Un père et sa fille manifestent à l'aéroport de Seatte.

Les résidants permanents au Canada peuvent aller aux États-Unis

Le ministre de l'Immigration du Canada a déclaré dimanche que les résidants permanents canadiens originaires des sept pays à forte majorité musulmane dont les citoyens sont visés par une interdiction de séjour aux États-Unis peuvent toujours se rendre chez l'Oncle Sam.
En conférence de presse, Ahmed Hussen a dit que la Maison-Blanche avait donné des assurances au gouvernement canadien que ceux qui détenaient une carte de résidence permanente valide et un passeport d'un des sept pays touchés par le décret-loi signé par le président Donald Trump, vendredi, auront toujours l'autorisation d'entrer aux États-Unis.
Ceux qui ont une double citoyenneté et un passeport canadien peuvent eux aussi se rendre chez nos voisins du sud.
Samedi, les informations à ce sujet semblaient contradictoires. Un représentant du département d'État avait déclaré que les Canadiens ayant aussi la citoyenneté de l'Iran, de l'Irak, de la Libye, de la Somalie, du Soudan, de la Syrie et du Yémen étaient interdits de séjour au cours des trois prochains mois aux États-Unis. Plus tard, le cabinet du premier ministre Justin Trudeau, a envoyé un courriel pour dire que les États-Unis ont donné l'assurance que les Canadiens à double citoyenneté ne seront pas renvoyés à la frontière.

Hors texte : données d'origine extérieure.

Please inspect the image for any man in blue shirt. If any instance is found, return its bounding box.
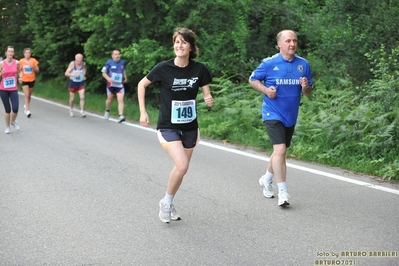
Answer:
[249,30,312,206]
[101,49,127,123]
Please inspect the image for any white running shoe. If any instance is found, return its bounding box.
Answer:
[118,115,126,123]
[104,111,109,120]
[159,199,172,223]
[278,190,290,206]
[11,121,19,130]
[170,204,181,221]
[259,176,274,198]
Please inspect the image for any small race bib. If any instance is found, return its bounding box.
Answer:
[3,77,17,89]
[24,66,33,74]
[71,70,83,82]
[171,100,197,124]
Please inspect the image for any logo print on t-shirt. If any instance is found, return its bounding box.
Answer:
[172,77,198,91]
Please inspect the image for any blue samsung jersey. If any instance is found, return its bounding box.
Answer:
[101,59,125,88]
[250,53,312,127]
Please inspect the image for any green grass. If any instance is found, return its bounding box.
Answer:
[33,77,158,122]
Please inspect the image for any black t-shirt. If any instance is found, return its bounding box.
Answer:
[147,59,212,130]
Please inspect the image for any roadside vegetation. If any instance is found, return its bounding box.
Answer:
[0,0,399,180]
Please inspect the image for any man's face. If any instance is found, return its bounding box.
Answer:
[112,50,121,62]
[277,31,298,59]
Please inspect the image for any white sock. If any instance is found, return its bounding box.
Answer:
[277,182,287,191]
[163,193,174,203]
[263,170,274,184]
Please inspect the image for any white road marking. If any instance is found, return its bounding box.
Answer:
[31,93,399,195]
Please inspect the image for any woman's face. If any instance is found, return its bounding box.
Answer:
[173,35,191,57]
[24,50,31,58]
[6,47,14,58]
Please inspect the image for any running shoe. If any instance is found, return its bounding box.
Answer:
[259,176,274,198]
[159,199,172,223]
[170,204,181,221]
[278,190,290,206]
[11,121,19,130]
[118,115,126,123]
[104,111,109,120]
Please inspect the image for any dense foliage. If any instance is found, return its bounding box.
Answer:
[0,0,399,179]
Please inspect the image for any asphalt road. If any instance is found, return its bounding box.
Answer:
[0,96,399,266]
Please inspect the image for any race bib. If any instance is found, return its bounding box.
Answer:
[111,73,123,87]
[3,77,17,89]
[71,70,83,82]
[24,66,33,74]
[171,100,197,124]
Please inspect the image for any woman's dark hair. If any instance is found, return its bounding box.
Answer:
[173,28,199,59]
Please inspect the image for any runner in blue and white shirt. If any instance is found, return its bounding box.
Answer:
[249,30,312,206]
[101,50,127,123]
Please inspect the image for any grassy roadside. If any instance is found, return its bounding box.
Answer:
[33,77,158,124]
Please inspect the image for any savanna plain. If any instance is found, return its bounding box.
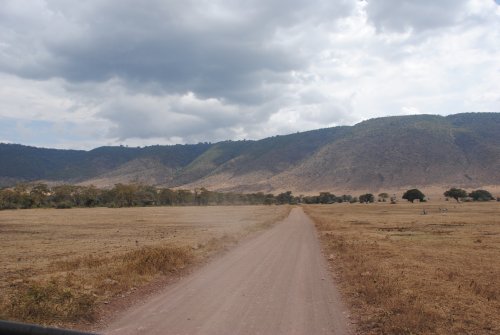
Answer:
[0,206,290,329]
[0,200,500,334]
[305,200,500,334]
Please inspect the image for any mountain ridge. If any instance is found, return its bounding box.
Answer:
[0,113,500,192]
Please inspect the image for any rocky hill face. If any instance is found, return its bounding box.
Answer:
[0,113,500,192]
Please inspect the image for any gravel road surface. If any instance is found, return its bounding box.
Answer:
[104,208,349,335]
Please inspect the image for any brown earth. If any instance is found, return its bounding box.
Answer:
[105,208,349,334]
[305,198,500,335]
[0,206,290,329]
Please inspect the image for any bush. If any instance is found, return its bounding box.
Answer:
[403,188,425,203]
[56,201,73,209]
[444,187,467,202]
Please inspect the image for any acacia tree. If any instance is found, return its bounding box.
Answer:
[403,188,425,203]
[469,190,495,201]
[444,187,467,202]
[378,192,389,202]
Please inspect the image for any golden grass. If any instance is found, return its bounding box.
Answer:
[305,201,500,334]
[0,206,290,327]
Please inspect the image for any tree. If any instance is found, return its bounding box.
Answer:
[444,187,467,202]
[378,192,389,202]
[276,191,297,205]
[359,193,375,204]
[403,188,425,203]
[469,190,495,201]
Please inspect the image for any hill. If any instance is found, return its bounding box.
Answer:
[0,113,500,192]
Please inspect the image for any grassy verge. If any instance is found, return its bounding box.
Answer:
[0,207,290,327]
[305,203,500,334]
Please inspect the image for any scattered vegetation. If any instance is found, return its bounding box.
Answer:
[402,188,425,203]
[359,193,375,204]
[443,187,467,202]
[0,206,290,327]
[469,190,495,201]
[305,202,500,334]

M. Hussen a dit que son ministère avait gardé le contact avec des officiels américains pendant tout le week-end.
Le conseiller à la sécurité nationale du premier ministre, Daniel Jean, a indiqué que le gouvernement n'avait pas été consulté par l'administration Trump avant la publication du décret. Il dit même avoir appris son existence par l'entremise des médias.
Selon lui, le gouvernement américain n'a pas compris toutes les conséquences de sa décision.

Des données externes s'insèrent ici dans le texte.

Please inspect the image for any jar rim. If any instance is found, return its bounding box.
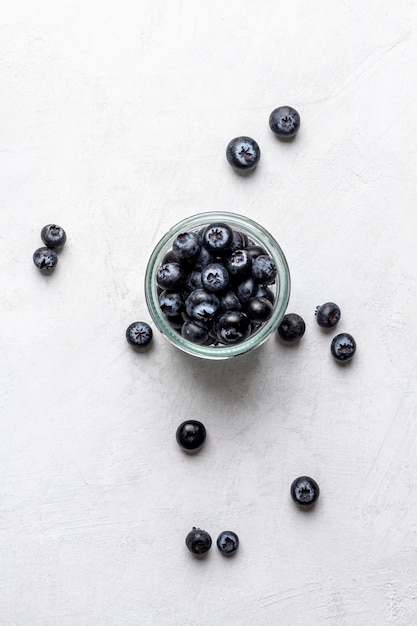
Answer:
[145,211,291,360]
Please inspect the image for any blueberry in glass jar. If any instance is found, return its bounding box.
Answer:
[145,212,289,359]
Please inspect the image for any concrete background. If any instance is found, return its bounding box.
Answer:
[0,0,417,626]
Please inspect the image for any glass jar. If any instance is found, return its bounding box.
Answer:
[145,211,291,359]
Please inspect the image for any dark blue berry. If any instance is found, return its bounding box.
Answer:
[156,261,185,290]
[245,298,274,322]
[176,420,206,452]
[235,276,257,304]
[316,302,341,328]
[203,223,233,256]
[269,106,301,140]
[330,333,356,363]
[226,249,252,279]
[185,289,220,322]
[230,230,248,252]
[185,526,212,556]
[255,285,275,304]
[252,254,277,285]
[158,290,184,316]
[194,246,216,271]
[220,289,242,311]
[290,476,320,509]
[181,320,209,344]
[226,137,261,172]
[278,313,306,342]
[41,224,67,250]
[185,270,203,291]
[215,311,251,345]
[217,530,239,555]
[246,244,268,260]
[201,263,229,293]
[33,246,58,274]
[126,322,152,350]
[172,232,202,263]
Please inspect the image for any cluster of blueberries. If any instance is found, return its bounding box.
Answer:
[278,302,356,363]
[33,224,67,274]
[156,222,277,345]
[226,106,301,174]
[176,420,320,556]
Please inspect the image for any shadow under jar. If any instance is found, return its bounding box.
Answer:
[145,211,291,360]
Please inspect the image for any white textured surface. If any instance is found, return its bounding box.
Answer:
[0,0,417,626]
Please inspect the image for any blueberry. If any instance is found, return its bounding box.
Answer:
[230,230,248,252]
[181,320,209,344]
[185,289,220,322]
[194,246,216,271]
[269,106,300,140]
[316,302,341,328]
[278,313,306,342]
[203,223,233,256]
[290,476,320,508]
[185,526,211,556]
[245,298,274,322]
[330,333,356,363]
[226,249,252,279]
[246,244,268,260]
[172,232,202,262]
[126,322,152,350]
[215,311,251,345]
[255,285,275,304]
[217,530,239,555]
[185,270,203,291]
[220,289,242,312]
[156,261,185,290]
[201,263,229,293]
[176,420,206,452]
[236,276,257,304]
[33,246,58,274]
[252,254,277,285]
[41,224,67,250]
[226,137,261,172]
[158,290,184,316]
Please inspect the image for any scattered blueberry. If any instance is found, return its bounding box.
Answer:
[330,333,356,363]
[33,246,58,274]
[269,106,301,140]
[41,224,67,250]
[126,322,152,350]
[290,476,320,508]
[185,526,211,556]
[278,313,306,342]
[217,530,239,555]
[176,420,207,452]
[315,302,341,328]
[226,137,261,172]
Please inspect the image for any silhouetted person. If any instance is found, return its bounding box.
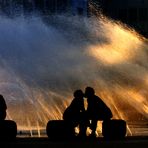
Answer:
[84,87,112,136]
[0,95,7,121]
[63,90,87,136]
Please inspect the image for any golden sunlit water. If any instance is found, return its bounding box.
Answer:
[0,13,148,137]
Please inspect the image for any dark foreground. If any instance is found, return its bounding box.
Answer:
[0,136,148,148]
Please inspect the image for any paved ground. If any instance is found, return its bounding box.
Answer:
[0,136,148,148]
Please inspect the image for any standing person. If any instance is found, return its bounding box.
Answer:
[84,87,112,136]
[0,95,7,121]
[63,90,87,136]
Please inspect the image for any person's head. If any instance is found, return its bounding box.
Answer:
[84,87,95,98]
[73,89,84,98]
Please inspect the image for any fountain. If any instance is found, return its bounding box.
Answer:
[0,11,148,136]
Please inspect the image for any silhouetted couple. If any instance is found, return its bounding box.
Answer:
[63,87,112,137]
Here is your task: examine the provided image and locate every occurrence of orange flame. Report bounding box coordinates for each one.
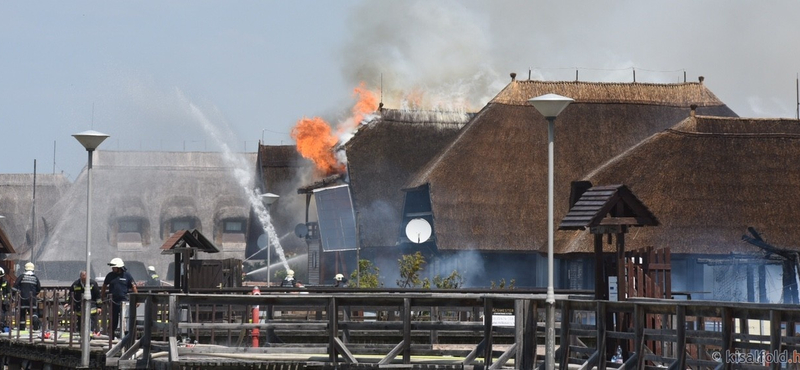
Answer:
[352,82,378,125]
[291,82,378,176]
[291,117,344,176]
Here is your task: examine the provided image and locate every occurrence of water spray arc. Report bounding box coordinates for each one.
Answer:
[178,92,289,270]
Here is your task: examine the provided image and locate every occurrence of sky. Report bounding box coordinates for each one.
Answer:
[0,0,800,180]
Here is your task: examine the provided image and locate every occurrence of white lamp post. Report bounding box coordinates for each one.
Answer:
[261,193,281,287]
[72,130,108,368]
[528,94,574,370]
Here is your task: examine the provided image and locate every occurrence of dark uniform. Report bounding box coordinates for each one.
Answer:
[145,269,161,286]
[69,279,102,332]
[14,270,42,330]
[103,268,136,335]
[281,276,297,288]
[0,269,11,331]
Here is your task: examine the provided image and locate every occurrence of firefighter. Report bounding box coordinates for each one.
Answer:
[281,270,297,288]
[0,267,11,331]
[14,262,42,330]
[333,274,347,288]
[100,258,139,336]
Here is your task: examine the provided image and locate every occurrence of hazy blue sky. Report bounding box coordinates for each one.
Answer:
[0,0,800,179]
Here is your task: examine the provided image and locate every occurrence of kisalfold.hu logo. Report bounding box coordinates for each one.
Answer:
[711,350,800,365]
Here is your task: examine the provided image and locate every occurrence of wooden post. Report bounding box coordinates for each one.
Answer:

Le ministre Hussen a aussi annoncé que le Canada accueillera temporairement toute personne bloquée au pays en raison de la décision américaine. Il a toutefois fait observer qu'il n'y avait aucune personne dans cette situation dans les aéroports du pays.

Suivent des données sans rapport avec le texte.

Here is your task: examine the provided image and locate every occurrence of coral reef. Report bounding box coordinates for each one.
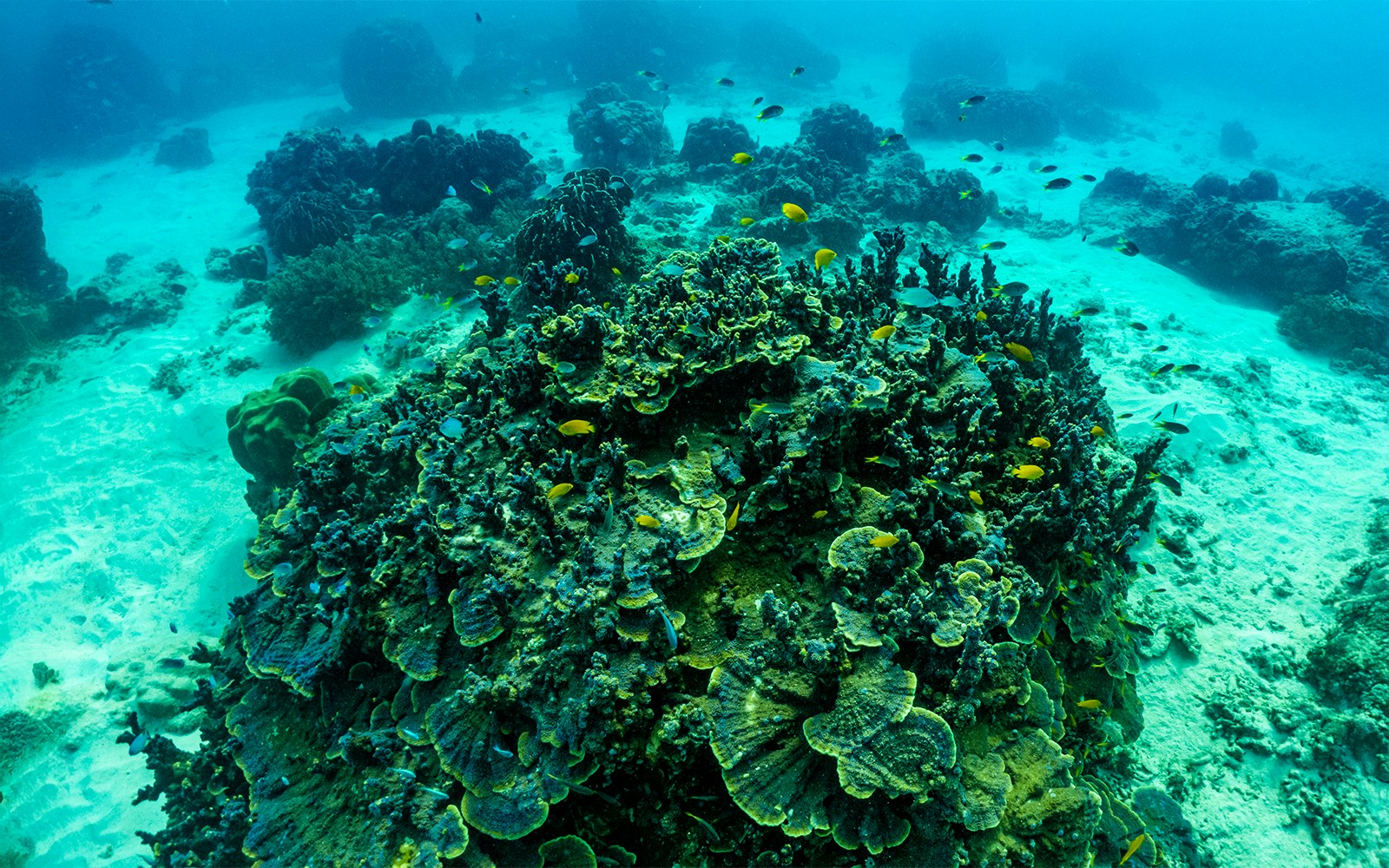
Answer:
[138,225,1164,866]
[155,127,213,169]
[246,129,378,237]
[569,83,672,171]
[32,26,174,155]
[901,75,1061,148]
[679,118,757,172]
[373,120,543,218]
[339,18,453,116]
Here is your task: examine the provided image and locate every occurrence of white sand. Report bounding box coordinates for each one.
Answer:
[0,67,1389,868]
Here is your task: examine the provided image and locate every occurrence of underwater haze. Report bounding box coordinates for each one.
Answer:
[0,0,1389,868]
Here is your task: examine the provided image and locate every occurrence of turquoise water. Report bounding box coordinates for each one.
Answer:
[0,0,1389,866]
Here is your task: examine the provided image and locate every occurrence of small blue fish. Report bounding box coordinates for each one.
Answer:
[657,608,681,651]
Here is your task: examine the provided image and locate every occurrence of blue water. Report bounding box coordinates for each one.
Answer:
[0,0,1389,868]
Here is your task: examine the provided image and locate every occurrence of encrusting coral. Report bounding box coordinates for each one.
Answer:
[132,219,1162,866]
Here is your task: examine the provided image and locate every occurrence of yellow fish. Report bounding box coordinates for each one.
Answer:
[1120,832,1148,865]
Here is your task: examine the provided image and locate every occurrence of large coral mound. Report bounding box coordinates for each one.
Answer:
[130,230,1162,866]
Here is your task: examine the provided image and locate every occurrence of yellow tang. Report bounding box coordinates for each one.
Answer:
[1118,832,1148,865]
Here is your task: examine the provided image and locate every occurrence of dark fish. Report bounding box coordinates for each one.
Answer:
[1153,419,1192,433]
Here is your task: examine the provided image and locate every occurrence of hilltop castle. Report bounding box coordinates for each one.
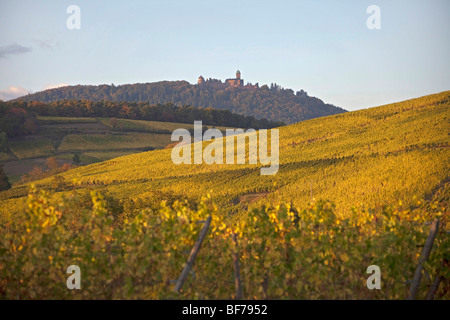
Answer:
[197,70,258,88]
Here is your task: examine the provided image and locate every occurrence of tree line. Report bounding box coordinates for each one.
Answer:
[0,100,283,137]
[13,79,345,123]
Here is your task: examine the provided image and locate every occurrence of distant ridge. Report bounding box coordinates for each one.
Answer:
[15,79,346,124]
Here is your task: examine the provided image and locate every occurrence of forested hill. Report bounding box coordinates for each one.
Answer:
[17,79,345,124]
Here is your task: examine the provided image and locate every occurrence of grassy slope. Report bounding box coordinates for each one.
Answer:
[1,91,450,219]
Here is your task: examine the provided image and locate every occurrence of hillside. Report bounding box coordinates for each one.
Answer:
[3,91,450,214]
[16,79,345,124]
[0,91,450,300]
[0,115,241,183]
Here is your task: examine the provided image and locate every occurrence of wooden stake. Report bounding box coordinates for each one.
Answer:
[175,216,211,293]
[408,219,439,300]
[232,233,243,300]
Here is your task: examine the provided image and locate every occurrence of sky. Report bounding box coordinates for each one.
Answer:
[0,0,450,110]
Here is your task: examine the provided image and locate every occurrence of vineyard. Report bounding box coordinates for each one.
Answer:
[0,185,450,299]
[0,91,450,299]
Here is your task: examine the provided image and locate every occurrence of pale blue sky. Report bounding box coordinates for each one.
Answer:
[0,0,450,110]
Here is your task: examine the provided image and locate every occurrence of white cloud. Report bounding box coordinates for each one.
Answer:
[44,83,69,90]
[0,43,32,58]
[0,86,30,101]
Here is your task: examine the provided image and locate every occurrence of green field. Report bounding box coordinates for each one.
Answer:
[9,139,55,159]
[0,116,211,182]
[58,133,171,151]
[38,116,97,124]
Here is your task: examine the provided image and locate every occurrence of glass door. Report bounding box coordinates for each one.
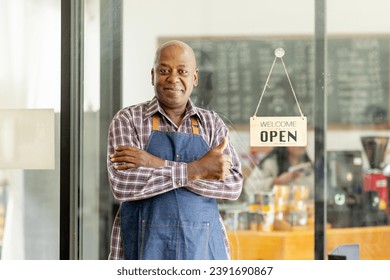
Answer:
[0,0,61,260]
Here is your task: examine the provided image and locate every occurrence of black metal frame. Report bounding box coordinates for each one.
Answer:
[60,0,326,260]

Ces développements ont semblé soulager plusieurs personnes ayant des liens avec les pays placés sur la nouvelle liste noire.
«Après quelques jours de frustration au sein de notre communauté, enfin des nouvelles promettantes», a déclaré le président du Congrès iranien du Canada, Bijan Ahmadi.
Il s'est dit heureux d'apprendre que les citoyens binationaux et les résidants permanents pourront toujours se rendre aux États-Unis, mais il espère maintenant que les autorités canadiennes dénonceront la nouvelle politique américaine.
«Notre organisation condamne cette politique. Et nous croyons que tous les politiciens du Canada - de tous les partis - devraient la condamner également», a-t-il souligné.
Un journaliste a demandé au ministre pourquoi il ne l'avait pas fait.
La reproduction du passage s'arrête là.